Guest-host interactions of haloperidol (Halo) with β-cyclodextrin (β-CD) have been investigated using several techniques including phase solubility diagrams (PSD), proton nuclear magnetic resonance (1H-NMR), X-ray powder diffractometry (XRPD), differential scanning calorimetry (DSC), scanning electron microscopy (SEM) and molecular mechanical modeling (MM+).

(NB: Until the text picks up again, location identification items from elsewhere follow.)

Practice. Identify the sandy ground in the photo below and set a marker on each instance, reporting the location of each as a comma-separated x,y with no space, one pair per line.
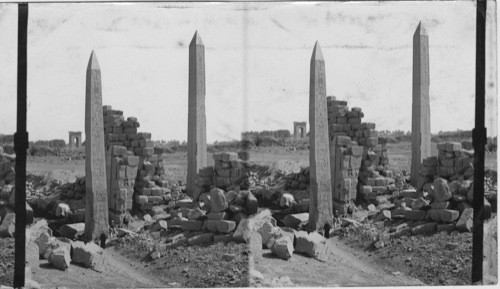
345,267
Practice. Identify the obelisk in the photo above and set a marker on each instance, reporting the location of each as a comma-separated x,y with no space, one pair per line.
320,195
96,206
421,113
197,136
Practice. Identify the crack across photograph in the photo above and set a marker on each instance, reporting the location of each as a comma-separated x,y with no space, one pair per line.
332,152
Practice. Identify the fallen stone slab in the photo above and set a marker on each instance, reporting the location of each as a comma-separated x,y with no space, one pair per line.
311,245
255,245
223,238
251,205
196,214
416,215
89,255
441,190
296,221
448,216
465,222
159,226
72,231
446,227
218,202
191,225
60,258
217,216
201,239
283,248
32,253
424,228
8,226
225,226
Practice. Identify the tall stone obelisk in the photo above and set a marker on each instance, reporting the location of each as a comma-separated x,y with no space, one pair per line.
421,112
197,135
320,195
96,206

From an analysis of the PSDs, both protonated and neutral Halo (pK a=8.5) form soluble 1:1 and 1:2 Halo/β-CD complexes, while the insoluble complex has 1:2 (Halo:β-CD) stoichiometry (BS-type PSD). Ionization of Halo reduces its tendency to complex with β-CD, where the protonated species at pH=4.6 and 6.0 have K 11 values of 100 L⋅mol−1 and 298 L⋅mol−1, respectively, compared with 2000 L⋅mol−1 for neutral species at pH=10.6. The hydrophobic character of Halo was found to provide 32% of the driving force for complex stability, whereas other factors including specific interactions contribute −15 kJ⋅mol−1.

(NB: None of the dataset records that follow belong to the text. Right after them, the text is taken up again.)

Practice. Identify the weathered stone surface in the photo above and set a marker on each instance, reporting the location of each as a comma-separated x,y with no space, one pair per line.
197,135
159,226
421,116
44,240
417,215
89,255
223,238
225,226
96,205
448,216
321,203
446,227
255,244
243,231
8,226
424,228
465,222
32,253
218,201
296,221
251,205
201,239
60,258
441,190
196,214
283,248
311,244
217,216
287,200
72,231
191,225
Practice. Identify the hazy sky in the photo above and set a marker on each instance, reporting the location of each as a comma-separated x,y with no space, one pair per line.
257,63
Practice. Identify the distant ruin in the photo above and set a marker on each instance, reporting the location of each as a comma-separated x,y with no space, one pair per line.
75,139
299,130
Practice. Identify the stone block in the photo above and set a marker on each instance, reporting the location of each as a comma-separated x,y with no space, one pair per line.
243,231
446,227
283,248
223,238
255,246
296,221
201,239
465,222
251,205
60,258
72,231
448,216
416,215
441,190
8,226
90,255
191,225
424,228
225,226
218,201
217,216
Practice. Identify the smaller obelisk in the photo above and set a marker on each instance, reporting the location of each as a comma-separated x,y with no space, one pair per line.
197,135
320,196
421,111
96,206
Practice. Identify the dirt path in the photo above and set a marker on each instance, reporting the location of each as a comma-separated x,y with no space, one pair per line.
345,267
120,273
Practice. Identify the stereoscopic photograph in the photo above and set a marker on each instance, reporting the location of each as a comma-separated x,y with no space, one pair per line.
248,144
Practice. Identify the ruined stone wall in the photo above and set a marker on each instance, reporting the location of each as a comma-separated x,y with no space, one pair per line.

1H-NMR and MM+ studies indicate the formation of isomeric 1:1 and 1:2 complexes, where the chlorophenyl, flurophenyl, piperidine and butanone moieties become included into separate β-CD cavities. The dominant driving force for complexation is evidently van der Waals with very little electrostatic contribution. PSD, 1H-NMR, XRPD, DSC and SEM studies indicate the formation of inclusion complexes in solution and in the solid state.